Ankit, could you try this patch out in place of the previous?
Comment 24 David McKnight CLA 2008-10-21 11:41:38 EDT
I haven't seen any problems with save conflicts using the patch so I've committed the code to cvs.    
Comment 25 Martin Oberhuber CLA 2008-11-06 11:15:25 EST
Dave - when reviewing the changes, I got the feeling that in 
  SystemUniversalTempFileListener.upload() line 266
we should be doing 
  remoteFile.markStale()
before getting the remote file object.

We are deciding here whether the upload will result in a conflict or not. Upload will be slow anyways, so spending an extra round trip to ensure we really get the latest status of the remote seems to be wise. 

Or am I missing something, do we know that the remoteFile is current before this is called? Then we should probably add a corresponding comment.

Reopening to clarify.
Comment 26 David McKnight CLA 2008-11-06 11:32:57 EST
(In reply to comment #25)
> Dave - when reviewing the changes, I got the feeling that in 
>   SystemUniversalTempFileListener.upload() line 266
> we should be doing 
>   remoteFile.markStale()
> before getting the remote file object.
> 
> We are deciding here whether the upload will result in a conflict or not.
> Upload will be slow anyways, so spending an extra round trip to ensure we
> really get the latest status of the remote seems to be wise. 
> 
> Or am I missing something, do we know that the remoteFile is current before
> this is called? Then we should probably add a corresponding comment.
> 
> Reopening to clarify.
> 


On line 181 of SystemUniversalTempFileListener, we call remoteFile.markStale() before the upload() call.  Originally we didn't do the line 266 call of fs.getRemoteFileObject() at the beginning of upload().  What was found was that it was possible that a call to SystemEditableRemoteFile.openEditor() from doResourceSynchronization() would change the current cached remote file before we got into upload().  However, now that the code that calls openEditor() is moved to after the upload(), it's probably no longer necessary to make the line 266 call.
    
Comment 27 Martin Oberhuber CLA 2008-11-07 09:18:31 EST
Fine, but SystemUniversalTempFileListener#upload() is a public API method. And actually, it is also called from SystemEditableRemoteFile line 709. It looks like the markStale() is missing there! Which means, if the remote has changed "from the outside" it will be overwritten without conflict warning, right?

I'd like to either see another markStale in upload() which will perform an unnecessary extra round trip in the context of the SystemUniversalTempFileListener, but makes the public API cleaner and easier to understand; or, add Javadoc to the upload() method explaining that the remote file's status will be taken from the cache and not necessarily re-queried so overwrite might happen.

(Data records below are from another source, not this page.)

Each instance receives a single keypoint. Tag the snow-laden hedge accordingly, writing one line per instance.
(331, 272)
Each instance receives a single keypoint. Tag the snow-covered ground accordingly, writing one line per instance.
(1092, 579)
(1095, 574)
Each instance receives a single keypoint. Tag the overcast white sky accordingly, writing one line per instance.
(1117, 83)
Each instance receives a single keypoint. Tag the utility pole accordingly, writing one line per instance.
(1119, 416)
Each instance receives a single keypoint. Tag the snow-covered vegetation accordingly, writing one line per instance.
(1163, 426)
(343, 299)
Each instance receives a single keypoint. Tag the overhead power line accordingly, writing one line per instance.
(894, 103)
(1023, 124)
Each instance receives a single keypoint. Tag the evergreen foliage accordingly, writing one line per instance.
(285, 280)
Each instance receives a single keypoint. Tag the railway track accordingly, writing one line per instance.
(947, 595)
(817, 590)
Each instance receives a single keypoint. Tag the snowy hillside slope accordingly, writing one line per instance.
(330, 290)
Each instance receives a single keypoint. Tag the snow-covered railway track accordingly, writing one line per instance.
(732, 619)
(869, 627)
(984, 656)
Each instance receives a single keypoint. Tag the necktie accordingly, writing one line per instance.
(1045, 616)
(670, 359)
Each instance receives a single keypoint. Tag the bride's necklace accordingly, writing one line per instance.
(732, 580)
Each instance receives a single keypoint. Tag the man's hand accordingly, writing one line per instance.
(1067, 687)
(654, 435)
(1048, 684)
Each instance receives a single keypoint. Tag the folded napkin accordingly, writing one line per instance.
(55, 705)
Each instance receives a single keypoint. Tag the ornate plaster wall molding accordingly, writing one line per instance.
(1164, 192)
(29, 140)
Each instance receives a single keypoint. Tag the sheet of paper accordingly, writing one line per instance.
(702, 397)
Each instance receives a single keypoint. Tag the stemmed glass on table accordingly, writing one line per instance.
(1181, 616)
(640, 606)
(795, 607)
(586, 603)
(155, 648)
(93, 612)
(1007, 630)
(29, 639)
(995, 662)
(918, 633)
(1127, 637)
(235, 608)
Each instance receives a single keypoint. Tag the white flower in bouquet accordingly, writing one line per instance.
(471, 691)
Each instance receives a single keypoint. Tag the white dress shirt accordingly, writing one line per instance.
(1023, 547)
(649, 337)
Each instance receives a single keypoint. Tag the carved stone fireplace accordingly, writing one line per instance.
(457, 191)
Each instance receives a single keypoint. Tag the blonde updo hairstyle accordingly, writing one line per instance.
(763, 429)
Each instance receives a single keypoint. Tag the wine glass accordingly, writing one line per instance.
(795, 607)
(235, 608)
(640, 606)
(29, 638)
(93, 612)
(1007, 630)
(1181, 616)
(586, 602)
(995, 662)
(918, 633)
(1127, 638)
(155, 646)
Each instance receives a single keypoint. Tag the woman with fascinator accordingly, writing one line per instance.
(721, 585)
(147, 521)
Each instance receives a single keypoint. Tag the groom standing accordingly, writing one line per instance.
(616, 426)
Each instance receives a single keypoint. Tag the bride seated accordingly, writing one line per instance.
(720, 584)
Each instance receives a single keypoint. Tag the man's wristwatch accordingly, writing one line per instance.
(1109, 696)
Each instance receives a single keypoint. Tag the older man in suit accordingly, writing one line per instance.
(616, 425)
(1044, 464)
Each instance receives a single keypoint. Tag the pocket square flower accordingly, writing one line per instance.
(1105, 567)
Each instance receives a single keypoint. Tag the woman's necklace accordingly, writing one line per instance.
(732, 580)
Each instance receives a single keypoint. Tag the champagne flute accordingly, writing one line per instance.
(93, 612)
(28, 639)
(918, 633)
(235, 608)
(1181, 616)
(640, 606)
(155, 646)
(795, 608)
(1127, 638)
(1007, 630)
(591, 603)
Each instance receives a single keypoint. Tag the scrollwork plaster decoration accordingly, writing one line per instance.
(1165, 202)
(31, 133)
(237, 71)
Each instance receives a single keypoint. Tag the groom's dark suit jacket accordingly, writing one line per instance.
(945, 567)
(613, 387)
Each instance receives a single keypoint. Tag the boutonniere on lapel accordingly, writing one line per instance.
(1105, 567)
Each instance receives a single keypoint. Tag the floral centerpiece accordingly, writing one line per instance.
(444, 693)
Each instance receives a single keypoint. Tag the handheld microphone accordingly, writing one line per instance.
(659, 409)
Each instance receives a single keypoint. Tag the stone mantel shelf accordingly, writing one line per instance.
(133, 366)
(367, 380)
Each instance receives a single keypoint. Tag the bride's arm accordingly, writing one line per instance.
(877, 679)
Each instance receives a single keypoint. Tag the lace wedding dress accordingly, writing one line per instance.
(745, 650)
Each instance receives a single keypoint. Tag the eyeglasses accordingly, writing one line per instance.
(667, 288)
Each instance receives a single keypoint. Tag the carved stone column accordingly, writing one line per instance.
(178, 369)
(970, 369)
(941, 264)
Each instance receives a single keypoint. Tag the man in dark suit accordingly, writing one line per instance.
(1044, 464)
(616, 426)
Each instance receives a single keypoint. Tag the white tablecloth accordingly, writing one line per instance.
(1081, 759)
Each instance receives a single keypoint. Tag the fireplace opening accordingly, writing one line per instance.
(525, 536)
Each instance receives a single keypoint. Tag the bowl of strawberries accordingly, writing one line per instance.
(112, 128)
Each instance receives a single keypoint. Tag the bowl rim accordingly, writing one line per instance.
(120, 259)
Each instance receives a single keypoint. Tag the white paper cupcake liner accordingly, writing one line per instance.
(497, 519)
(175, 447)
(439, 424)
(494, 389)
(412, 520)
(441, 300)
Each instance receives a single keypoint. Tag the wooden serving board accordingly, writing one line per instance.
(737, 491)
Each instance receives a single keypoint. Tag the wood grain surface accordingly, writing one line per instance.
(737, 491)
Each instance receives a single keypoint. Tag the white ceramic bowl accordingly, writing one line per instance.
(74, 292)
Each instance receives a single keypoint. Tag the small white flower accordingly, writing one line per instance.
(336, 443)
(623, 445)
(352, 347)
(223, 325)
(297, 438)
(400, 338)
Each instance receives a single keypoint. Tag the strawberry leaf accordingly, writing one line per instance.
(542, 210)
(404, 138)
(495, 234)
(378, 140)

Actually, the public API upload() method should have Javadoc anyways.



Comment 28 David McKnight CLA 2008-11-07 12:02:51 EST
Created attachment 117337 [details]
patch with javadoc for upload() and marking the file stale before calling upload

I've added javadoc for SystemUniversalTempFileListener.upload().  Martin, is this enough to address the issues?
Comment 29 Martin Oberhuber CLA 2008-11-07 12:05:43 EST
Whow! Very nice and exhaustive. I like it, and it's certainly enough :-)
Comment 30 David McKnight CLA 2008-11-07 12:24:22 EST
I've committed the latest patch to cvs.